Setting parray.length = 0; effectively clears the array.


All the methods documented for instances of Array are implemented for instances of PerlArray, please check your javascript documentation.

The more common are:

push(arg1, ...)

Pushes the arguments onto the array.

unshift(arg1, ...)

Unshifts (i.e. inserts at the beginning) the arguments into the array.

pop( )

Returns the top element.

shift( )

Returns the bottom element.

join( )

Returns a string with all the array elements, converted to strings if necessary, concatenated with joinexp, by default ',' if none provided.

slice( )
slice(begin, end)

Returns a new one level deep copy of the array, from begin to end. If begin isn't provided defaults to 0, if end isn't provided defaults to the index of the last element.

Note that the array isn't changed in any way. A new Array is created and returned.

reverse( )

Reverse the array in place. The reversed array is returned

sort( )
sort( sorter )

This will sort the array in place. In the first form, without an argument, the sort will be in lexicographical order.

In the second form, sorter is a function used to perform the comparations of the array elements. If supplied, the array elements are sorted according to the return value of the compare function. If a and b are two elements being compared, then:

  • If sorter(a, b) is less than 0, sort a to a lower index than b.

  • If sorter(a, b) returns 0, leave a and b unchanged with respect to each other, but sorted with respect to all different elements.

  • If sorter(a, b) is greater than 0, sort b to a lower index than a.

  • sorter(a, b) must always returns the same value when given a specific pair of elements a and b as its two arguments. If inconsistent results are returned then the sort order is undefined.

The sorted array is returned.

toString( )

Joins the array and returns one string containing each array element separated by commas.

Javascript calls the toString method automatically when a PerlArray is to be represented as a text value or when a PerlArray is referred to in a string concatenation.

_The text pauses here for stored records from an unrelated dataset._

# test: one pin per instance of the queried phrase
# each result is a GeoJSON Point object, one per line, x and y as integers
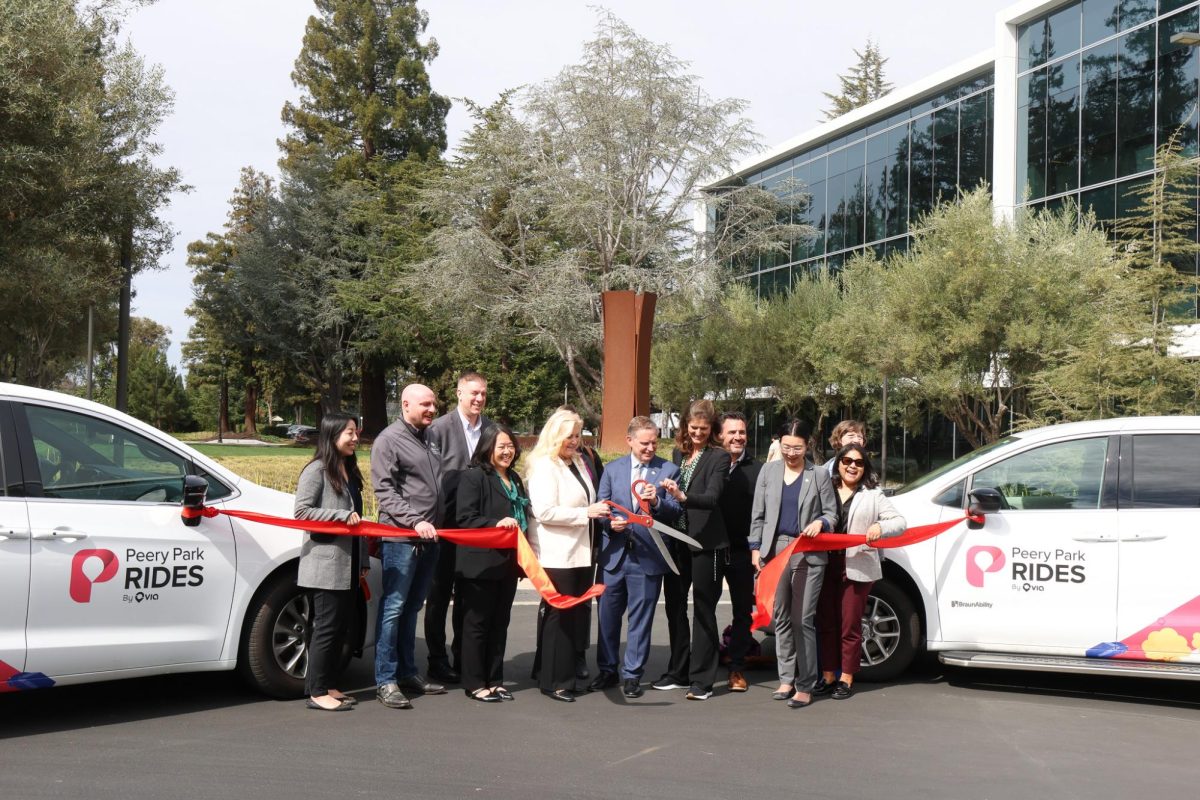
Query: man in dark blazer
{"type": "Point", "coordinates": [455, 434]}
{"type": "Point", "coordinates": [736, 504]}
{"type": "Point", "coordinates": [630, 561]}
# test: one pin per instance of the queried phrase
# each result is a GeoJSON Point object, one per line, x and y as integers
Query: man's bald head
{"type": "Point", "coordinates": [418, 405]}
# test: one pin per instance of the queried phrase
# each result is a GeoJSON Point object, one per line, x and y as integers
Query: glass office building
{"type": "Point", "coordinates": [1071, 103]}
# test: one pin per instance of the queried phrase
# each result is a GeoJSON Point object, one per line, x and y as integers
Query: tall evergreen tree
{"type": "Point", "coordinates": [223, 340]}
{"type": "Point", "coordinates": [865, 82]}
{"type": "Point", "coordinates": [367, 106]}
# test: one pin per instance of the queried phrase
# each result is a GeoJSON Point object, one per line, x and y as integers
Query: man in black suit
{"type": "Point", "coordinates": [455, 435]}
{"type": "Point", "coordinates": [736, 504]}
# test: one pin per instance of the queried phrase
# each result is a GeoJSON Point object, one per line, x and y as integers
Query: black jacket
{"type": "Point", "coordinates": [706, 523]}
{"type": "Point", "coordinates": [481, 503]}
{"type": "Point", "coordinates": [737, 501]}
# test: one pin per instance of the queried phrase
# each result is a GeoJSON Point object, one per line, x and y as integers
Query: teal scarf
{"type": "Point", "coordinates": [519, 501]}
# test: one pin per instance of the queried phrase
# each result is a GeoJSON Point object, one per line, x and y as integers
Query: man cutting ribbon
{"type": "Point", "coordinates": [631, 558]}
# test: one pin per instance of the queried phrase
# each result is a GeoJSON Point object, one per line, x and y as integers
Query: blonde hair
{"type": "Point", "coordinates": [558, 428]}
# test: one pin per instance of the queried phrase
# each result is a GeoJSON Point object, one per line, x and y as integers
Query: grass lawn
{"type": "Point", "coordinates": [258, 451]}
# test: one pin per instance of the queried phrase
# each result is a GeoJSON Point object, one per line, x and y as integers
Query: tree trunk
{"type": "Point", "coordinates": [373, 397]}
{"type": "Point", "coordinates": [223, 405]}
{"type": "Point", "coordinates": [250, 408]}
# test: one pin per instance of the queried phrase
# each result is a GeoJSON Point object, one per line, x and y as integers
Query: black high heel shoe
{"type": "Point", "coordinates": [486, 697]}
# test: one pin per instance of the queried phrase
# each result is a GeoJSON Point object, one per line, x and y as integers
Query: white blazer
{"type": "Point", "coordinates": [559, 531]}
{"type": "Point", "coordinates": [870, 506]}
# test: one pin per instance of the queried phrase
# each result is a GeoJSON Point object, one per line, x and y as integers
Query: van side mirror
{"type": "Point", "coordinates": [983, 501]}
{"type": "Point", "coordinates": [196, 488]}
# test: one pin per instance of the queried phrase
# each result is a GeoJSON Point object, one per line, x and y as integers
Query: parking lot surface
{"type": "Point", "coordinates": [936, 734]}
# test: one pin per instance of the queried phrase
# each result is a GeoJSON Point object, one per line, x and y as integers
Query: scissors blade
{"type": "Point", "coordinates": [663, 549]}
{"type": "Point", "coordinates": [676, 534]}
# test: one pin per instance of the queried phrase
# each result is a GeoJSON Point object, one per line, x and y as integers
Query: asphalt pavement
{"type": "Point", "coordinates": [961, 734]}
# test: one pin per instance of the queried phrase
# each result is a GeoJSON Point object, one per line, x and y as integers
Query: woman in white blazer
{"type": "Point", "coordinates": [850, 575]}
{"type": "Point", "coordinates": [563, 500]}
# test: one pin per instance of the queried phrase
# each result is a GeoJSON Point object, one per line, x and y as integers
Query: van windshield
{"type": "Point", "coordinates": [954, 464]}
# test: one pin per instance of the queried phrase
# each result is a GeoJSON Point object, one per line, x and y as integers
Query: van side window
{"type": "Point", "coordinates": [83, 457]}
{"type": "Point", "coordinates": [1061, 475]}
{"type": "Point", "coordinates": [1167, 470]}
{"type": "Point", "coordinates": [952, 497]}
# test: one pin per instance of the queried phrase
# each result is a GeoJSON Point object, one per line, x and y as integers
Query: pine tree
{"type": "Point", "coordinates": [366, 91]}
{"type": "Point", "coordinates": [867, 82]}
{"type": "Point", "coordinates": [367, 106]}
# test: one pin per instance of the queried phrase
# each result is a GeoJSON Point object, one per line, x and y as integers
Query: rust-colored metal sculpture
{"type": "Point", "coordinates": [628, 329]}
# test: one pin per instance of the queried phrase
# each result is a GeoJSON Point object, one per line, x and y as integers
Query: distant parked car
{"type": "Point", "coordinates": [305, 434]}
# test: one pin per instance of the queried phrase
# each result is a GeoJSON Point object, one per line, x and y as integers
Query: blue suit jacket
{"type": "Point", "coordinates": [615, 485]}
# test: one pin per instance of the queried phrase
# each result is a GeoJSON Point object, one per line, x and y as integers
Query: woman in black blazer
{"type": "Point", "coordinates": [490, 495]}
{"type": "Point", "coordinates": [703, 469]}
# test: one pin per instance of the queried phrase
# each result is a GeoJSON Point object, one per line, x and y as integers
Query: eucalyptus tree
{"type": "Point", "coordinates": [583, 184]}
{"type": "Point", "coordinates": [78, 173]}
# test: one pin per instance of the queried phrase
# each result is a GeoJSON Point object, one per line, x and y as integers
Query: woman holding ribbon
{"type": "Point", "coordinates": [703, 468]}
{"type": "Point", "coordinates": [490, 495]}
{"type": "Point", "coordinates": [563, 500]}
{"type": "Point", "coordinates": [850, 575]}
{"type": "Point", "coordinates": [330, 489]}
{"type": "Point", "coordinates": [793, 499]}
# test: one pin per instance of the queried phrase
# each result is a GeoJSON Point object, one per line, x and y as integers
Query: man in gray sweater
{"type": "Point", "coordinates": [406, 473]}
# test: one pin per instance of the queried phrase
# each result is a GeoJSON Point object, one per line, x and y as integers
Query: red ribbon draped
{"type": "Point", "coordinates": [495, 537]}
{"type": "Point", "coordinates": [769, 576]}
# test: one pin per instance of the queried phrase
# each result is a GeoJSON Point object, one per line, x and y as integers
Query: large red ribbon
{"type": "Point", "coordinates": [769, 576]}
{"type": "Point", "coordinates": [496, 537]}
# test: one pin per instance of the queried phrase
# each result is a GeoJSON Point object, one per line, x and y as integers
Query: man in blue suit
{"type": "Point", "coordinates": [630, 561]}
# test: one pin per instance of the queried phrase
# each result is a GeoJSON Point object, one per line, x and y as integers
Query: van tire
{"type": "Point", "coordinates": [275, 638]}
{"type": "Point", "coordinates": [891, 632]}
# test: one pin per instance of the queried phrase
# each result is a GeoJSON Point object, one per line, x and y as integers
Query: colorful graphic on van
{"type": "Point", "coordinates": [1169, 638]}
{"type": "Point", "coordinates": [16, 681]}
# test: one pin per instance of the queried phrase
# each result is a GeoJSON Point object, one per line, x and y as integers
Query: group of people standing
{"type": "Point", "coordinates": [723, 513]}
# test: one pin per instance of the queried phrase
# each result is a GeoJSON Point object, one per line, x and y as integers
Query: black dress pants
{"type": "Point", "coordinates": [675, 597]}
{"type": "Point", "coordinates": [564, 631]}
{"type": "Point", "coordinates": [739, 575]}
{"type": "Point", "coordinates": [437, 605]}
{"type": "Point", "coordinates": [486, 611]}
{"type": "Point", "coordinates": [707, 576]}
{"type": "Point", "coordinates": [330, 613]}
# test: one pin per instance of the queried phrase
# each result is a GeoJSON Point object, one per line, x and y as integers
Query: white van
{"type": "Point", "coordinates": [101, 579]}
{"type": "Point", "coordinates": [1085, 561]}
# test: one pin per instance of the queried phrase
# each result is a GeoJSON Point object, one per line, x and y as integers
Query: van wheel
{"type": "Point", "coordinates": [275, 642]}
{"type": "Point", "coordinates": [891, 632]}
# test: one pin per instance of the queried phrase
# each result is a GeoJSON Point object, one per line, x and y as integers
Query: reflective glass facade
{"type": "Point", "coordinates": [1099, 88]}
{"type": "Point", "coordinates": [1096, 86]}
{"type": "Point", "coordinates": [868, 184]}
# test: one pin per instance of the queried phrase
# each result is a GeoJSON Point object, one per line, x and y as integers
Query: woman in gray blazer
{"type": "Point", "coordinates": [330, 489]}
{"type": "Point", "coordinates": [793, 498]}
{"type": "Point", "coordinates": [850, 575]}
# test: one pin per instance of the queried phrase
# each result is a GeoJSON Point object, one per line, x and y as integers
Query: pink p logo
{"type": "Point", "coordinates": [81, 584]}
{"type": "Point", "coordinates": [975, 572]}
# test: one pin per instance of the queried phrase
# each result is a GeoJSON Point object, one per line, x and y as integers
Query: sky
{"type": "Point", "coordinates": [229, 64]}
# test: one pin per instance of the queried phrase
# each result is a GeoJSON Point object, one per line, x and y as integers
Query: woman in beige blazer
{"type": "Point", "coordinates": [330, 489]}
{"type": "Point", "coordinates": [563, 500]}
{"type": "Point", "coordinates": [850, 575]}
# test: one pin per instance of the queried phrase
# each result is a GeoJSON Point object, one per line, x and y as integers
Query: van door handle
{"type": "Point", "coordinates": [59, 534]}
{"type": "Point", "coordinates": [1144, 537]}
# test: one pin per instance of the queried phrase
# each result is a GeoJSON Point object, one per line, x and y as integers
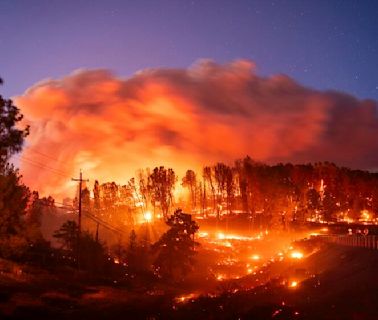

indexOf(searchElement, fromIndex)

Returns the first index at which a given searchElement element can be found in the array, or -1 if it is not present. The search starts at fromIndex, if provided or from the beginning if not.

lastIndexOf(searchElement, fromIndex)

Returns the last index at which a given element can be found in the array, or -1 if it is not present. The array is searched backwards, starting at fromIndex if provided or from the end if not.

toSource ( )

Returns a string that when evaluated recreated the PerlArray.

    // Asumes 'parray' as defined above
    say(parray.toSource()); // "new PerlArray(3,4,'foo',someval)"




When you set the variable $JSPL::PerlArray::construct_blessed to a TRUE value, you are turning on the Claes's JavaScript compatibility mode. This affects the behavior of the javascript PerlHash constructor.

This feature can be removed at any time. I strongly recommend against using it. Read "Migrating from JavaScript.txt" for the details.